Your profile helps people recognise you and lets PopIn surface relevant events. None of it is required, but a couple of fields go a long way.
Open the profile editor
Tap your avatar in the top right
From any page in the app, the avatar lives in the top-right corner of the nav.
Choose Profile
From the dropdown that appears.
Tap Edit profile
The Edit button sits next to your avatar on the profile page.
What's worth filling in
| Field | Why bother |
|---|---|
| Profile photo | A face beats a default avatar every time. JPG, PNG, or WebP up to 10MB. |
| Display name | Use the name your friends call you. Separate from your @username and you can change it whenever. |
| Bio | One line is plenty. Skip the jargon. |
| Location | Used for "events near you" suggestions. Never shared without you knowing. |
| Interests | Pick 3-5 tags.
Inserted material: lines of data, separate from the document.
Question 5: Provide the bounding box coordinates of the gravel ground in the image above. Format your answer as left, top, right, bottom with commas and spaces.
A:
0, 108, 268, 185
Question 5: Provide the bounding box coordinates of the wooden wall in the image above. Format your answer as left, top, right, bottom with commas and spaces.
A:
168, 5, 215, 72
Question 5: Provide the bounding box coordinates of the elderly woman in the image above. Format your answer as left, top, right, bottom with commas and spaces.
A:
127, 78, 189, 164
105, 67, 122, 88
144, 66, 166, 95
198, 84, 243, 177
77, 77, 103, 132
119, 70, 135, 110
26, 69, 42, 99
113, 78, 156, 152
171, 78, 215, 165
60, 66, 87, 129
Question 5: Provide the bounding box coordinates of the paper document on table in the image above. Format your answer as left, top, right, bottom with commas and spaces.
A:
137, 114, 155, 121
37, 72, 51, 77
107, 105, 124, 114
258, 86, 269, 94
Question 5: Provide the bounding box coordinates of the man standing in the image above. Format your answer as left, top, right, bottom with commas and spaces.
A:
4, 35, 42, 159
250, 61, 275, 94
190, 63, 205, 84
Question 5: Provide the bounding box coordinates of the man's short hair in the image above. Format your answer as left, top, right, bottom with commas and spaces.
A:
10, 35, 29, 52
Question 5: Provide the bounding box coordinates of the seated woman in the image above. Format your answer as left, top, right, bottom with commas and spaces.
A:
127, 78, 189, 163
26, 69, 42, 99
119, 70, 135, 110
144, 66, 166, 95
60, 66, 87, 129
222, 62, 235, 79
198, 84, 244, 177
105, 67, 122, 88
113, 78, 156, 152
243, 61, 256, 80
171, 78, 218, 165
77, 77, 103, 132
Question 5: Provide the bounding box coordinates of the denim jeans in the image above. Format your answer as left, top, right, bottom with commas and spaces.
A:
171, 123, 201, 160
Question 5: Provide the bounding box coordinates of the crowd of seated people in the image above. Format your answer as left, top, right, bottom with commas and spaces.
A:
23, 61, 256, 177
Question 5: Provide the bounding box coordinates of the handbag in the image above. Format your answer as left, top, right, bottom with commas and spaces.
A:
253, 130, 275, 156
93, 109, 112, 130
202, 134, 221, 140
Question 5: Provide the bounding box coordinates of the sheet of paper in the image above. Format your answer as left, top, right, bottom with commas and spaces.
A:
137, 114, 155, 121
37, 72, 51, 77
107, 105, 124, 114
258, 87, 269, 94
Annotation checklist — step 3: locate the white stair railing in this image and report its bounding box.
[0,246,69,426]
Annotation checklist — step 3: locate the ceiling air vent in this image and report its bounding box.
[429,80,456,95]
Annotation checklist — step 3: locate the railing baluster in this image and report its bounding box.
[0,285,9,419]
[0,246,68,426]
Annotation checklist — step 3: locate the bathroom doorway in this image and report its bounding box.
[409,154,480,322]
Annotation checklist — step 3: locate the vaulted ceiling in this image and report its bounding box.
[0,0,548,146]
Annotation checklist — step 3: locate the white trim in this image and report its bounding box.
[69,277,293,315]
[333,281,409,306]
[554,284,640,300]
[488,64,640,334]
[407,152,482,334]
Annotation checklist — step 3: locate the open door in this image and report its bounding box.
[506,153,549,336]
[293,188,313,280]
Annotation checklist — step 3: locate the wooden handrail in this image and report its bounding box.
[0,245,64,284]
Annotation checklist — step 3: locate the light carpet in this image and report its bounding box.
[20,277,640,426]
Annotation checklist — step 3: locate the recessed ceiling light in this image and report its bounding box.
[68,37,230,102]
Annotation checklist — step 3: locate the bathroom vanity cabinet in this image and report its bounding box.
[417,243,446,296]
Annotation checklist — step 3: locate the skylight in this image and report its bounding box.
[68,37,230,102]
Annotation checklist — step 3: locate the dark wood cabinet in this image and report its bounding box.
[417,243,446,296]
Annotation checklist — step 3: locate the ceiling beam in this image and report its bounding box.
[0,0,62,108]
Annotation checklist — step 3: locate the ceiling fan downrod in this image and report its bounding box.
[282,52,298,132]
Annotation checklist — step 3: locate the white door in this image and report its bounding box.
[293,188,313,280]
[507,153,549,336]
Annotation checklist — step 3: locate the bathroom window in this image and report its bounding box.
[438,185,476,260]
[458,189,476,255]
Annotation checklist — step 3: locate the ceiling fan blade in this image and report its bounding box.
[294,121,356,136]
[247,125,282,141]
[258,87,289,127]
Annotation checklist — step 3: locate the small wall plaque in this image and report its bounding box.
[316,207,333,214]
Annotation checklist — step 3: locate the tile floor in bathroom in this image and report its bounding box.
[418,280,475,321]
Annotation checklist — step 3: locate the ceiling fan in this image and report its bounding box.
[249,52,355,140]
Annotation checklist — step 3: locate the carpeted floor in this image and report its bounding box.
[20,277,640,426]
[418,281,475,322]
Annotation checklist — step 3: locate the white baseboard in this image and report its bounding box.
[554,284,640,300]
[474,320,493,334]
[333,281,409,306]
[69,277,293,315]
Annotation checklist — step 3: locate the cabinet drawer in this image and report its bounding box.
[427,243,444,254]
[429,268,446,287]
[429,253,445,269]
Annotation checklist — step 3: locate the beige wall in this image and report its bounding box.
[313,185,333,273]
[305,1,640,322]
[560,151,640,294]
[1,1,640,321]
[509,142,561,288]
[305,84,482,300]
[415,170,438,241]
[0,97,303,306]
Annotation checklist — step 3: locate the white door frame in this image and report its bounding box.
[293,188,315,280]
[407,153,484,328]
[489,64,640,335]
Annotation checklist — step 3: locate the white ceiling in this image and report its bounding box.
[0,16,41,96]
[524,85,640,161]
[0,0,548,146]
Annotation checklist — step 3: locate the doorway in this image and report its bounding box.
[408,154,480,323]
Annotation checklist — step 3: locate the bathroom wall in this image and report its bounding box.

We use these to surface events you'd actually want to go to. |
Privacy settings for each field live in Settings → Privacy. Every field has Public / Friends only / Only me. Changes apply immediately and retroactively.
Privacy controls per field
Every profile field has its own visibility setting under Settings → Privacy. The defaults are sensible for most people (display name and username public; date of birth private), but adjust them to your comfort. See Privacy settings explained for the full breakdown.
What "Interests" actually does
Picking 3-5 interest tags helps PopIn surface events you'd actually want to go to, without sharing your interest list with anyone unless you choose to. We don't use interests for advertising profiling. The discovery feed quietly weights events that match your tags higher; that's it.
Changing your username
Your @username is changeable, but you can only do it once every 30 days. Old profile links redirect for 90 days then 404. Mentions of you in posts and DMs keep working because they reference your account ID, not the text.
Profile photo size and crop
PopIn accepts JPG, PNG, or WebP up to 10 MB. The image is cropped to a square for the avatar and resized server-side to several sizes for fast loading on different devices. Face-centred photos read best at the small avatar size that appears on the feed and in comments.